* [PATCH AUTOSEL 6.19-5.10] s390/purgatory: Add -Wno-default-const-init-unsafe to KBUILD_CFLAGS
[not found] <20260211123112.1330287-1-sashal@kernel.org>
@ 2026-02-11 12:30 ` Sasha Levin
2026-02-11 12:30 ` [PATCH AUTOSEL 6.19] ACPI: scan: Use async schedule function in acpi_scan_clear_dep_fn() Sasha Levin
1 sibling, 0 replies; 2+ messages in thread
From: Sasha Levin @ 2026-02-11 12:30 UTC (permalink / raw)
To: patches, stable
Cc: Heiko Carstens, Sasha Levin, pjw, palmer, aou, nathan, gor, ardb,
samitolvanen, linux-riscv, llvm
From: Heiko Carstens <hca@linux.ibm.com>
[ Upstream commit b4780fe4ddf04b51127a33d705f4a2e224df00fa ]
Add -Wno-default-const-init-unsafe to purgatory KBUILD_CFLAGS, similar
to scripts/Makefile.extrawarn, since clang generates warnings for the
dummy variable in typecheck():
CC arch/s390/purgatory/purgatory.o
arch/s390/include/asm/ptrace.h:221:9: warning: default initialization of an object of type 'typeof (regs->psw)' (aka 'const psw_t') leaves the object uninitialized [-Wdefault-const-init-var-unsafe]

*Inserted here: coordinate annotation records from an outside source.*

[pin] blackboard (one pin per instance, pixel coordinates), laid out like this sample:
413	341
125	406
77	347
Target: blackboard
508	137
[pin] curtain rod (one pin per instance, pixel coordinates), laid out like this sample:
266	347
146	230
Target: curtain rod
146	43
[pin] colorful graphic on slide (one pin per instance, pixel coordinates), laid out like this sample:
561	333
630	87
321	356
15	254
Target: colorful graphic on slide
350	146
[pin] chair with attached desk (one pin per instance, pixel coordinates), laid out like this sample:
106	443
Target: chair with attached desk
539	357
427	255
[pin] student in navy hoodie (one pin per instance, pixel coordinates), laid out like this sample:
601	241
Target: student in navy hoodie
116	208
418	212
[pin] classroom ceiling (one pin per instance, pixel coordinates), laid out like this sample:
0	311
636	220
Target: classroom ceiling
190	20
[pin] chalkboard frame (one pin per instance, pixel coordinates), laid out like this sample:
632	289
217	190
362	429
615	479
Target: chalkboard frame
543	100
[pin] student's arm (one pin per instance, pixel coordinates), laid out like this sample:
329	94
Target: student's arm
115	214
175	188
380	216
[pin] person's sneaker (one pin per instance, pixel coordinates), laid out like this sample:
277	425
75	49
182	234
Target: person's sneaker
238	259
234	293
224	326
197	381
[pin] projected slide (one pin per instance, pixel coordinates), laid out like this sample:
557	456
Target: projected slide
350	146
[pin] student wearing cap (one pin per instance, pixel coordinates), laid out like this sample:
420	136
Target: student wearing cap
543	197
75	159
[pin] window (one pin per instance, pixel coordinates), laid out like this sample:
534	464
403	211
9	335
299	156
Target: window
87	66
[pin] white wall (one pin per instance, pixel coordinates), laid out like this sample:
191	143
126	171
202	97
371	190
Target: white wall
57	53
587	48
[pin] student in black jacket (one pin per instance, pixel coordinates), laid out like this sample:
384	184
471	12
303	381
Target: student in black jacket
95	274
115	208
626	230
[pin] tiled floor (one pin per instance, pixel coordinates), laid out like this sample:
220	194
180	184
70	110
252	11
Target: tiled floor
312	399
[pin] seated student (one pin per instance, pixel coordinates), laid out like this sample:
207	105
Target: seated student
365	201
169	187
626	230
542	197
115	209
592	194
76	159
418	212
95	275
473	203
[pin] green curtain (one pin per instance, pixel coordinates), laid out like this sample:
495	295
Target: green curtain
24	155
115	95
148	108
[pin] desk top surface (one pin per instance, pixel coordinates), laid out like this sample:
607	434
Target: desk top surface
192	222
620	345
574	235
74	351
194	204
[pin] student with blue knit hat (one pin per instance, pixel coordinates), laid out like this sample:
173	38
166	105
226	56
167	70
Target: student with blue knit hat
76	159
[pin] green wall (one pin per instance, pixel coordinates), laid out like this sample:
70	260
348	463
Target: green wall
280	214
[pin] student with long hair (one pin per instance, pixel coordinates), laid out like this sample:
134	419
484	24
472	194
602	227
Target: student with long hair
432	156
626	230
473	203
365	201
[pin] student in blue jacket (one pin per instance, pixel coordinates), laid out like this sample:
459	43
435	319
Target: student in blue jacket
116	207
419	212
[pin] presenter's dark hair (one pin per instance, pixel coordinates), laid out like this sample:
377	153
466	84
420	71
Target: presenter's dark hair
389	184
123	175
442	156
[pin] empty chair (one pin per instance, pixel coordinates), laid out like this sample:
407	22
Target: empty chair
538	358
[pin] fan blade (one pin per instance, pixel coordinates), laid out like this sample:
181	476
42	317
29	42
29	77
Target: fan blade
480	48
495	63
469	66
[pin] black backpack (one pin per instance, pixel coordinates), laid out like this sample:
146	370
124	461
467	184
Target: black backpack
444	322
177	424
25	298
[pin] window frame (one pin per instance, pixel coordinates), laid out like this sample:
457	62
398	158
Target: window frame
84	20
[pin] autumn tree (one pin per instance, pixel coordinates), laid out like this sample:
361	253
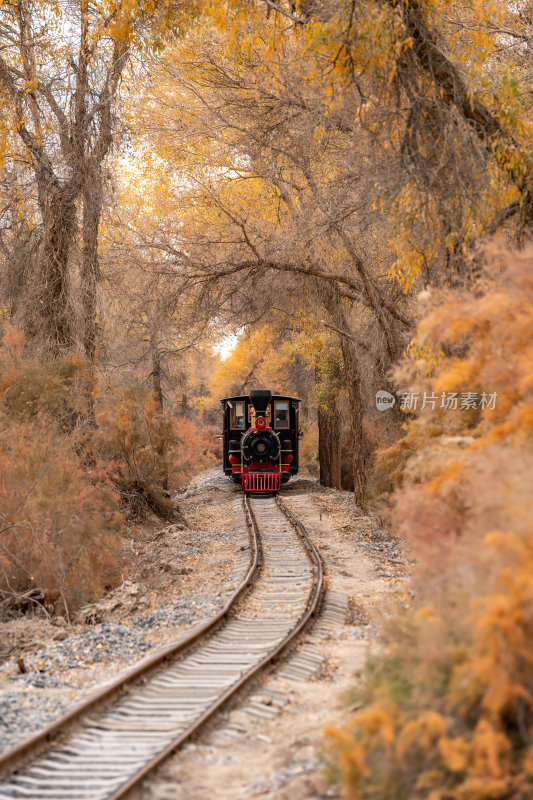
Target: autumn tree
60	73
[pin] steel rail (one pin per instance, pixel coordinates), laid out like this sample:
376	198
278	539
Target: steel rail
312	607
11	759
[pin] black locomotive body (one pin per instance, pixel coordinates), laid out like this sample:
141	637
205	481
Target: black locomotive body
260	439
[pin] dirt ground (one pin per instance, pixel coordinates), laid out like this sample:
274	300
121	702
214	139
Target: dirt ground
270	743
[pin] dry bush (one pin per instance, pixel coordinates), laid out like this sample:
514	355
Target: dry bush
58	511
136	438
196	450
448	704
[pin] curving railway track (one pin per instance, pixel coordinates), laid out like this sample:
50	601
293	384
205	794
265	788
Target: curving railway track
110	743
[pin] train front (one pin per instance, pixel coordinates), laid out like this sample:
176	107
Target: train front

221 | return psw_bits(regs->psw).pstate;
| ^
arch/s390/include/asm/ptrace.h:98:2: note: expanded from macro 'psw_bits'
98 | typecheck(psw_t, __psw); \
| ^
include/linux/typecheck.h:11:12: note: expanded from macro 'typecheck'
11 | typeof(x) __dummy2; \
| ^
Signed-off-by: Heiko Carstens <hca@linux.ibm.com>
Signed-off-by: Sasha Levin <sashal@kernel.org>
---
LLM Generated explanations, may be completely bogus:
Now I have a thorough understanding. Let me compile my analysis.
## Analysis: s390/purgatory: Add -Wno-default-const-init-unsafe to
KBUILD_CFLAGS
### 1. Commit Message Analysis
The commit adds the `-Wno-default-const-init-unsafe` compiler flag to
the s390 purgatory's `KBUILD_CFLAGS`. The commit message clearly
explains the problem: **clang 21+** introduced a new on-by-default
warning (`-Wdefault-const-init-var-unsafe`) that triggers on the
`typecheck()` macro's dummy variable. The warning fires in
`arch/s390/include/asm/ptrace.h:221` via `psw_bits()` -> `typecheck()`
-> `__dummy2` (line 11 of `include/linux/typecheck.h`).
The commit author is Heiko Carstens, the s390 subsystem maintainer.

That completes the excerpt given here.